Three types of vegetable oil can be found on the market: refined, cold pressed and raw. Refined are most widely used, least expensive, and least healthy. Significantly better are cold-pressed. And the best are raw oils.
To better understand the quality of the oils available on the market, it is necessary to know the basic things about how they are produced. To produce oil, it is necessary to separate, or “extract” from the plant oil which is obtained from (sunflower, olive, etc.). Firstly the seeds are ground, and then it is necessary that the oil is separated from nonfat substances. This can be done in two ways: chemically or mechanically.
Refined oils
The chemical process consists in that the milled material is mixed with the toxic solvent, usually hexane to extract the oil from the source. However, both resulting oil then needs to be refined from the toxic solvent and prepared for human consumption. In order to achieve this, the oil is heated to very high temperatures. This not only changes the smell and taste of oil but mostly destroys most of the beneficial ingredients that oil contains. And the final product is more or less pure fat with very low quality. All refined oils, no matter from which plants that are made, can hardly have a distinguished taste from each other. Of course, in this way much more oil can be extracted than with mechanical squeezing, and this method is more efficient and less expensive – so prevalent and widely sold.
Cold pressed oils
This brings us to the cold pressed oils. The main difference between them and the refined oils is in the process of oil extraction and the solvents are not used during this process. The oil is pressed out by mechanical pressure – squeezing by presses – in the traditional way, as it was in earlier times. This oil does not have to be subsequently heated to very high temperatures, and therefore is called “cold pressed”. Controlled temperature, as well as the absence of chemical solvents, helps to maintain maximum nutritional composition, as well as a specific flavor of the seeds from the oil is obtained. For example, cold pressed sesame oil has a distinct taste of sesame seeds and pumpkin oil has a pumpkin seeds taste. It is far more preferably in the daily diet to use cold-pressed than refined oils. However, they should be added at the end of the cooking in order not to expose to the high-temperature while cooking. The exception is cold pressed coconut oil that, who can be exposed to high temperatures because unlike other vegetable oils has healthy saturated fat in its composition.
Not quite “cold” oils
The term “cold pressed oil” may somewhat be misleading.
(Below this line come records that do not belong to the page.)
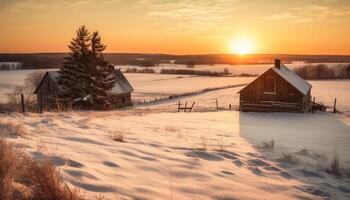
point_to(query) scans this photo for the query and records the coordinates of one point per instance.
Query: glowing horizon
(179, 26)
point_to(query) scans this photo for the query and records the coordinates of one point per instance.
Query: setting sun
(241, 46)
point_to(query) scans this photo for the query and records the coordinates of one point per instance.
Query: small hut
(277, 90)
(48, 90)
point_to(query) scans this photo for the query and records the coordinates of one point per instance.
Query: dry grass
(118, 136)
(9, 157)
(13, 128)
(203, 143)
(267, 145)
(22, 178)
(334, 169)
(45, 182)
(221, 146)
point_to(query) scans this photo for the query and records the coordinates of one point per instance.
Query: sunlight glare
(241, 46)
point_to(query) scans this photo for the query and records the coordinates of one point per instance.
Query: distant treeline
(322, 71)
(194, 72)
(55, 60)
(144, 70)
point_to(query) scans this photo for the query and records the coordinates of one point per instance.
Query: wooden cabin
(277, 90)
(48, 90)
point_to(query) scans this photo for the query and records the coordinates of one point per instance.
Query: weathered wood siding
(270, 92)
(122, 100)
(47, 91)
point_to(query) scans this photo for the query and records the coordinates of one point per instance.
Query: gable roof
(121, 86)
(52, 75)
(291, 77)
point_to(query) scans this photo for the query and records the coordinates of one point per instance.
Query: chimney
(278, 63)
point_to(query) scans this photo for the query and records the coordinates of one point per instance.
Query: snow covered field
(151, 86)
(202, 155)
(206, 154)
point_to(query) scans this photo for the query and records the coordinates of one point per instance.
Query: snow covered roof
(291, 77)
(122, 85)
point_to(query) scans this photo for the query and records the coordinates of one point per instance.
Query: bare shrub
(118, 136)
(10, 128)
(334, 169)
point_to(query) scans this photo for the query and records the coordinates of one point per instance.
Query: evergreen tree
(85, 76)
(73, 76)
(100, 74)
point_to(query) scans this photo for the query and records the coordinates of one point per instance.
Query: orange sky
(179, 26)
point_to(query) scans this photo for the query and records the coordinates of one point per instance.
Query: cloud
(310, 13)
(189, 16)
(37, 5)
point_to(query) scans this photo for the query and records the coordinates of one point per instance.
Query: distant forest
(55, 60)
(321, 71)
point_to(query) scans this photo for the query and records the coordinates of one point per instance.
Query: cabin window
(270, 85)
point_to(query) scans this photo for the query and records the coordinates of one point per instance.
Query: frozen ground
(202, 155)
(151, 86)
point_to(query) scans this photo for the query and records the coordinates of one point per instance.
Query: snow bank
(207, 155)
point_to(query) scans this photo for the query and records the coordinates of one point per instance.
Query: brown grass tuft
(22, 178)
(10, 128)
(334, 169)
(45, 182)
(9, 157)
(267, 145)
(118, 136)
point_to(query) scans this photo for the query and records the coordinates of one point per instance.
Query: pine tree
(100, 74)
(85, 76)
(73, 75)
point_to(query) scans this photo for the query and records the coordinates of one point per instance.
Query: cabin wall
(122, 100)
(46, 92)
(261, 95)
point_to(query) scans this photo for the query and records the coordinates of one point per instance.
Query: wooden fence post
(41, 103)
(192, 106)
(22, 103)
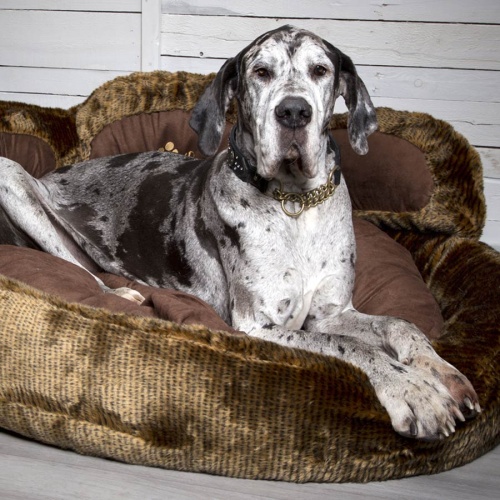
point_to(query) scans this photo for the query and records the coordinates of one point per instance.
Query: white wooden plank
(76, 5)
(377, 44)
(150, 35)
(491, 233)
(72, 82)
(70, 40)
(406, 83)
(463, 11)
(491, 162)
(46, 100)
(431, 83)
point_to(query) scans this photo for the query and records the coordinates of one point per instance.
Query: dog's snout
(293, 112)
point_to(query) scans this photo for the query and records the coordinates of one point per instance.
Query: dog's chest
(280, 262)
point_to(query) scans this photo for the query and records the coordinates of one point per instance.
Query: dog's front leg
(418, 404)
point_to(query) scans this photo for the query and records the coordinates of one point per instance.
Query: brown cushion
(393, 176)
(376, 181)
(58, 277)
(149, 132)
(34, 154)
(387, 282)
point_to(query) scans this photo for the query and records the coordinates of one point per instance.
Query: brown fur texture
(150, 392)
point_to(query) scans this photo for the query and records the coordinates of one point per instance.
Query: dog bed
(169, 384)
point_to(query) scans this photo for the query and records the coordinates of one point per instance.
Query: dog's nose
(293, 112)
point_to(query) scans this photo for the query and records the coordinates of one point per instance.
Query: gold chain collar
(308, 199)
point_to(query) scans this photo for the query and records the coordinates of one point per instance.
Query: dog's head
(286, 83)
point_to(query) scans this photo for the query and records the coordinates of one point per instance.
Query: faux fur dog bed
(169, 384)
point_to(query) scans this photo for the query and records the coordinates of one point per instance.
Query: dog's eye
(262, 72)
(319, 70)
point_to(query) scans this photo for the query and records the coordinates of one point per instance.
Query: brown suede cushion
(58, 277)
(34, 154)
(376, 181)
(387, 282)
(149, 132)
(393, 176)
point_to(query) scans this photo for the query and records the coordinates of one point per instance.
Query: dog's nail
(413, 429)
(459, 415)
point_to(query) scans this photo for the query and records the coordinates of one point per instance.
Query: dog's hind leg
(23, 202)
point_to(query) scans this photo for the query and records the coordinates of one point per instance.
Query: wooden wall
(440, 57)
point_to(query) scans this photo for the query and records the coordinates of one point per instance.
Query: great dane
(262, 231)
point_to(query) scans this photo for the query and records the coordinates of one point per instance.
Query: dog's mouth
(295, 162)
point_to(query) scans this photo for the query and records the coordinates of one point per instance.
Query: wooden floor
(29, 470)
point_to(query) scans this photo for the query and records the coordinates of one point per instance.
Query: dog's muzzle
(293, 112)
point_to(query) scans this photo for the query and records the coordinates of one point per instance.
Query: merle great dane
(262, 231)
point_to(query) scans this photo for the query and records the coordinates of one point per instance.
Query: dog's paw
(129, 294)
(418, 404)
(456, 383)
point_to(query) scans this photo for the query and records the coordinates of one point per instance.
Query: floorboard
(33, 471)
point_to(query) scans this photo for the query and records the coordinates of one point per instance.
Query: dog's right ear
(208, 118)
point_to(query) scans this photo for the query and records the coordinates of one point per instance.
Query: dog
(262, 231)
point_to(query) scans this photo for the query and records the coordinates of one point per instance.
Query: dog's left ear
(208, 118)
(362, 119)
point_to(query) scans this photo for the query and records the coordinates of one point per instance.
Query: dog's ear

According to American standards, for example, “cold pressed” oils can be called all oils that are not heated over 200° C. In some machines and with some types of seeds, due to great pressure and friction, the “cold squeezing” temperature can be raised up to 70 ° C. According to European standards, which again differ from country to country, “cold pressed” generally can be called oil when the squeezed oil is not heated above 50 ° C.
The highest quality – raw oil
This brings us to the raw oils. Some recent technological solutions enable the oil from the seeds to be extracted so that the temperature does not exceed (98° F or 37 ° C ) (that is a human body temperature), which makes the thus-obtained oil completely natural product of superior quality, in which are preserved all enzymes, essential fatty acids, vitamins, and minerals. These oils are certainly the most recommended for daily use, but they should not be used for cooking and frying, but as a salad oil, dressings and as a food additive. This oil is particularly used by the fans of raw food, because they can use it in making a variety of delicious unleavened food, with almost completely preserved quality like the seeds from which they originate.